Em março passado, minha filha Mariana me intrigou ao contar que havia grupos feministas contra o Dia internacional da Mulher. alegavam: “É machista!”. Uma chegava a dizer: “O dia da mulher é um; deles, homens, são os outros 364 dias do ano”. Segundo elas, esse não seria um dia de luta, mas de aceitação. Todo dia deveria ser dia de índio.

instigado por Mariana, passei a imaginar que tipo de reivindicação restaria a fazer, no vasto campo do radicalismo, denunciando algum outro flagrante preconceito de gênero, e me ocorreu: a linguagem! a língua portuguesa. Ela e os dicionários, seu legitimador-mor. Palavras que no masculino têm um sentido positivo ganham um significado depreciativo ou mesmo sujo na sua extensão feminina.

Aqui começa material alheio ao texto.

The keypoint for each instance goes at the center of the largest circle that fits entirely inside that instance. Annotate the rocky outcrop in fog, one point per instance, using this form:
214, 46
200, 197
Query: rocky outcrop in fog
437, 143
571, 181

Poço é uma dessas: função nobre no masculino, reservatório de água para consumo humano ou animal, salvação na aridez dos desertos e nas regiões semiáridas, enquanto poça é aquela insignificância de água suja empapando sapatos.

Fosso é outra palavra de dupla face: no masculino, brava função militar a separar o invasor e o castelo, os bárbaros e as princesas; ao passo que fossa é a escura câmara de despejo dos dejetos das casas ou, em melhor acepção, a depressão na alma dos seres mal-amados. Quando se diz que uma pessoa está “na fossa”, ela está lá embaixo, na…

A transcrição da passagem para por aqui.